Most Probable Point

The great tragedy of science –
The slaying of a beautiful hypothesis by an ugly fact.
– Thomas H. Huxley


Why the “Most Probable Point” Isn’t

First Order, and Second Order Reliability Methods (FORM/SORM) are based on a demonstrably false premise of a “Most Probable Point.”

The concept of a “Most Probable Point” is admittedly appealing and sounds reasonable, but despite its widespread popularity in the engineering community the idea is demonstrably false: There is no “most probable” combination of variables that causes early failure. Furthermore the early failures are observed to result from a wide range of controlling variables, not located near any single “point.”

Fortunately we have some real laboratory fatigue crack growth data that demonstrates this. No “simulations” are needed (although proper MC simulations provide easy corroboration).

There is some order that unites these early failures. They all occur near the upper arc of the 90% confidence ellipse of their failure-controlling parameters – surely no surprise to any statistician.

So what?

The MPP is a fiction. Early failures do not result from a tiny, point-sized neighborhood of parameter values. Nor do they lie along the trajectory to the MPP, shown in blue. Therefore predictions of conditions causing early failure, based on the demonstrably false premise of a “Most Probable Point,” are most probably wrong.


In the mid-1970s Dennis Virkler, then a Ph.D. student of Professor Ben Hillberry at Purdue University, conducted 68 crack growth tests of 2024-T3 aluminum. These tests were unusual because they were conducted expressly to observe random behavior in fatigue. While most crack growth tests measure crack length after some number of cycles, Virkler measured cycle count at 164 specific crack lengths. This provided a direct measure of variability in cycles, rather than the usually observed variability in crack length at arbitrary cyclic intervals.
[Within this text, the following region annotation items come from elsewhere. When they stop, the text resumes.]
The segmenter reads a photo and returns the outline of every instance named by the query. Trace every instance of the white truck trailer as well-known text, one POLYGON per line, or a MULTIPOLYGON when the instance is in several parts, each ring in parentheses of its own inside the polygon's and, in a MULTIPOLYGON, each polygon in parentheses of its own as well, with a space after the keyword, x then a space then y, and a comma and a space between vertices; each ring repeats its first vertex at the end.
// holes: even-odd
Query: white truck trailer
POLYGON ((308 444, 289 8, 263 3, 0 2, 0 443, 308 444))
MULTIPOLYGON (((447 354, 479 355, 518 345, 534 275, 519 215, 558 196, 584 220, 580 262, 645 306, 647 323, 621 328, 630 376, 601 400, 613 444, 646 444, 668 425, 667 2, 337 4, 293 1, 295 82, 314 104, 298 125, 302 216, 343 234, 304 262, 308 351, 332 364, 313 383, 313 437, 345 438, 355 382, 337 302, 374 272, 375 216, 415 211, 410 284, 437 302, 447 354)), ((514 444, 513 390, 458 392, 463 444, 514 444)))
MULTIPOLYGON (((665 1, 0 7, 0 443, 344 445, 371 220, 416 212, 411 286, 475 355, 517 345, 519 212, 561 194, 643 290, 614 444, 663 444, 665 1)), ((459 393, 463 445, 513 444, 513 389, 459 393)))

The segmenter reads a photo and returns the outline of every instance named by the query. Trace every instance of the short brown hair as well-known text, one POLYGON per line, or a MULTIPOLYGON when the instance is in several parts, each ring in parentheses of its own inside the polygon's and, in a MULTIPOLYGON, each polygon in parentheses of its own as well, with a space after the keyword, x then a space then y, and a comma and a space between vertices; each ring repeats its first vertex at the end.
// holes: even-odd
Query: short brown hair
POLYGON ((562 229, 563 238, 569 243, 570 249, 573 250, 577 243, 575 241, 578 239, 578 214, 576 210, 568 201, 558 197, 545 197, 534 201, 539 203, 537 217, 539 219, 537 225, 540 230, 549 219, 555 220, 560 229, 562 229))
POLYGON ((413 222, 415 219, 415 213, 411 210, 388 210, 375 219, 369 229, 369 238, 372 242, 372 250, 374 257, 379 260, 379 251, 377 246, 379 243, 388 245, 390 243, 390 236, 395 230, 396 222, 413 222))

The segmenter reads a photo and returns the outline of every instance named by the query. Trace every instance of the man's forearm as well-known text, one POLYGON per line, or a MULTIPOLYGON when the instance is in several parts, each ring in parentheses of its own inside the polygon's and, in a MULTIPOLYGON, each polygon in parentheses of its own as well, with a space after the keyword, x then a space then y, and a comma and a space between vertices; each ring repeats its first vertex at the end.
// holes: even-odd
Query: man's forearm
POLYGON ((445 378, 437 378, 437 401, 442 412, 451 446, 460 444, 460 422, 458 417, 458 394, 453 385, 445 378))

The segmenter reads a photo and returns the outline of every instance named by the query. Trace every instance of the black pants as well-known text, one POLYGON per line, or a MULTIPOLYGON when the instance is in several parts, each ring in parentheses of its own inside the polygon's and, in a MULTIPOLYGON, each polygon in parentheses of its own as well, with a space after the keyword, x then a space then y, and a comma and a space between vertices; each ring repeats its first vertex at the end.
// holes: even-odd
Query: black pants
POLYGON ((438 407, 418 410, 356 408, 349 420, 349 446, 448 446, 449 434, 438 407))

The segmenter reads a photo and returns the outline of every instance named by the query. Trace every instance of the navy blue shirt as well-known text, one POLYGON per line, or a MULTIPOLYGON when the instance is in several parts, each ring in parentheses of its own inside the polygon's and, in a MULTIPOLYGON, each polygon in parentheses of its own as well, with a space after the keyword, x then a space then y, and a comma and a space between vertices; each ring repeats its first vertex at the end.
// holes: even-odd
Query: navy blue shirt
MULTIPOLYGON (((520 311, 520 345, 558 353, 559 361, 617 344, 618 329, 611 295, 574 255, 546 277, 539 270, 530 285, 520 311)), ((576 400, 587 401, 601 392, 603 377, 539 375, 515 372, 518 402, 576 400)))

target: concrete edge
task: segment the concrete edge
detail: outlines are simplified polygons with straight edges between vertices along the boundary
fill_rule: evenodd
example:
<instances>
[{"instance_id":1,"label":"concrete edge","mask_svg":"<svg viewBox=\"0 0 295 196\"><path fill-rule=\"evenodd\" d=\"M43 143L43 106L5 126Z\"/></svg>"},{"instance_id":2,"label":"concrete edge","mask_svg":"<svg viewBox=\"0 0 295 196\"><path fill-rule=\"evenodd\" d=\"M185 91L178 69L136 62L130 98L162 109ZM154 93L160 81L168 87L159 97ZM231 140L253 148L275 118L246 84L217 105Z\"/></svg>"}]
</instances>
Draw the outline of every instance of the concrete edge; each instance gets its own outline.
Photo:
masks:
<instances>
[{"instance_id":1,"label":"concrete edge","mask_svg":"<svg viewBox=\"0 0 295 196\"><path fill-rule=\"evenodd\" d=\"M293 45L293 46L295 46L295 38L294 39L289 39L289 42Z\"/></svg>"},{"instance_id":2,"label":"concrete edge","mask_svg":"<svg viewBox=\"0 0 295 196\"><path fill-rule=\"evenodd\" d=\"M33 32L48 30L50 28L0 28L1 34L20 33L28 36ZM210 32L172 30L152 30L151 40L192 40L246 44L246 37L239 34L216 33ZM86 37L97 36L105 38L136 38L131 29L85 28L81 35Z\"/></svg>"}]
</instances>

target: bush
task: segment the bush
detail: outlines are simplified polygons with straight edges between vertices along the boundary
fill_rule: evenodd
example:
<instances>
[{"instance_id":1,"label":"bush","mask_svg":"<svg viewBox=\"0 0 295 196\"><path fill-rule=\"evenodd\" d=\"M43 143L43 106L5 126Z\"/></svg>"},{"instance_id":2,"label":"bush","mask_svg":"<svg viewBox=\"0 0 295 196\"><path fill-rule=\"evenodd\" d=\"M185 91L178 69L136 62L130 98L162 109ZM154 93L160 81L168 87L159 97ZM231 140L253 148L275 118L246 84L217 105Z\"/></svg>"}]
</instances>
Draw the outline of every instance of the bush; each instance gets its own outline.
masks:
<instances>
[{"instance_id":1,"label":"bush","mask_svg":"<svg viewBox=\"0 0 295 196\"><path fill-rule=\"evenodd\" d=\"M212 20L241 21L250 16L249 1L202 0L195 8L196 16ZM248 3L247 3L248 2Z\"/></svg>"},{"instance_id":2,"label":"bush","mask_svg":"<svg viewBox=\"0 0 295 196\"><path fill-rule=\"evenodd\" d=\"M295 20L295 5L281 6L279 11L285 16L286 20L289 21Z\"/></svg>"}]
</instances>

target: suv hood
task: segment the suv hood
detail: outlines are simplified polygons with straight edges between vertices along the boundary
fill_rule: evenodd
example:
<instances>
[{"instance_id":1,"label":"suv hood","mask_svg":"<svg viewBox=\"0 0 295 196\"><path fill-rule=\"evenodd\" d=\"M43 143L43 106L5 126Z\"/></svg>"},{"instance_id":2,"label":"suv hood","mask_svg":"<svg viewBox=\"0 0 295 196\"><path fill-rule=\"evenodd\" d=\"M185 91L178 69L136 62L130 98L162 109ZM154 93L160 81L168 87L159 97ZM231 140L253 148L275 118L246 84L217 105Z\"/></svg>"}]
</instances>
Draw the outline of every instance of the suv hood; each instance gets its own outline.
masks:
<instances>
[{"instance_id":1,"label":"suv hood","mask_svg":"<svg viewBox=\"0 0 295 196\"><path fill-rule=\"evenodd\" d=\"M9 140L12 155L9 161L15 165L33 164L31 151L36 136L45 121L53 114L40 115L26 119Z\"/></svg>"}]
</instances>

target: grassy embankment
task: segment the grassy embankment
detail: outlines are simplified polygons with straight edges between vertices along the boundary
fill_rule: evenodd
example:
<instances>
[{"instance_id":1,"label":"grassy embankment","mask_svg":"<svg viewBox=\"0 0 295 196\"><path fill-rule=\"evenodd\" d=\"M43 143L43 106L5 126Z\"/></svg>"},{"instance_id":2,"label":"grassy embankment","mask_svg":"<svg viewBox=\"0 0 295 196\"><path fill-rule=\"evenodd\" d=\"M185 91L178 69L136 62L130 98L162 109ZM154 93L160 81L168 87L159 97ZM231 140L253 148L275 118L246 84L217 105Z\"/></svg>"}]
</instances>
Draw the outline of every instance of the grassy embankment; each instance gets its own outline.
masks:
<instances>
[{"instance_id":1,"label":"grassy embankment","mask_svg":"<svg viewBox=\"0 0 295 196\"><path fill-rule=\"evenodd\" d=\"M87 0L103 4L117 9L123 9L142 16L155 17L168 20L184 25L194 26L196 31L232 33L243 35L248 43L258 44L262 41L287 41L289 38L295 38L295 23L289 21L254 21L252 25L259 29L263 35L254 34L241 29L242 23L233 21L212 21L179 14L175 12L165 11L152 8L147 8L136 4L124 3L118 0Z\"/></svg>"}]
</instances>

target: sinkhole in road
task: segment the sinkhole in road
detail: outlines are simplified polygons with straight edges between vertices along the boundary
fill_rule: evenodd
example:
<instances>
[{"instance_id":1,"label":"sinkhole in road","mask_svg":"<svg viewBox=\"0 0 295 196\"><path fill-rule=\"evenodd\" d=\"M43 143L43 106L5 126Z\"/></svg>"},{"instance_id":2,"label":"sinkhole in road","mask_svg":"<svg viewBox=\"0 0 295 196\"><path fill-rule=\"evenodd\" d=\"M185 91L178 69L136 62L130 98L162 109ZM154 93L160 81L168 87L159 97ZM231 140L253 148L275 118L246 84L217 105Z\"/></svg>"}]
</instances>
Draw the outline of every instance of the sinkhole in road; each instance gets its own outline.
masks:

Of the 68 specimens, two seemed exceptional but, there being no reason to exclude them, all 68 specimens were used here. The Paris Law parameters, \(C, n\) were then computed for each of the specimens in the usual way per ASTM 647.

\[da/dN=10^C (\Delta K)^n  \tag{1} \]

The Paris Law parameters are related to the specimen lifetime by

\[N=\int_{a_0}^{a_{final}} 10^{-C}\Big(\Delta \sigma \sqrt{\pi a}f(a|geometry)\Big)^{-n} da  \tag{2} \]

which can be seen after some algebraic manipulation of the crack growth rate \(da/dN\) so as to integrate over crack length, \(a\), to get the total crack length, and integrate over cycles to get the corresponding cycle count, \(N\).

The \(C, n\) pairs were then plotted and a 90% Wald confidence ellipse constructed around them as shown in the figure. The actual, observed, specimen lives were ranked from shortest to longest and the 7 shortest (approximately 10%) were identified on the figure with their rank.

Paris Law parameters C, n for 68 fatigue crack growth specimens tested under nominally identical conditions, then ranked shortest life to longest, showing the 7 earliest failures (red).


The 90% Wald Confidence Ellipse is also shown. The theoretical “MPP” and its trajectory from less to more probable, is the blue arrow. The red data, obviously not on the blue arrow, show that there is no “most probable point.”
It is clear from the figure that the earliest 10% of the failures do not occur near a single “most probable point.”


The figure also plots the marginal densities. It is interesting to note that the two “unusual” specimens had “extreme” values for \(C, n\) yet their lifetime ranks were 40 and 66, one near the median, the other among the longest. Many of the early failures have Paris Law parameters not greatly removed from their respective means, with the shortest life and the next-shortest life having \(C, n\) rather distant from one another, on opposite sides of both marginal means.

These 68 tests were performed as close to being identical as was humanly possible. If the idea of a Most Probable Point cannot work for something as fundamental as 68 identical tests, tested under identical conditions, from the same heat of material, in the same laboratory, by the same Ph.D. student, however could it possibly work in a more realistic, more challenging situation?

All this reinforces the fact that the mathematical dream of a “most probable point” simply is not borne out by real physical laboratory observations, however disconcerting that may be to a true-believer.


I wish to thank Professor Ben Hillberry of Purdue University for graciously making the now famous Hillberry-Virkler data, as well as specimen geometry and testing details, available to me for this study.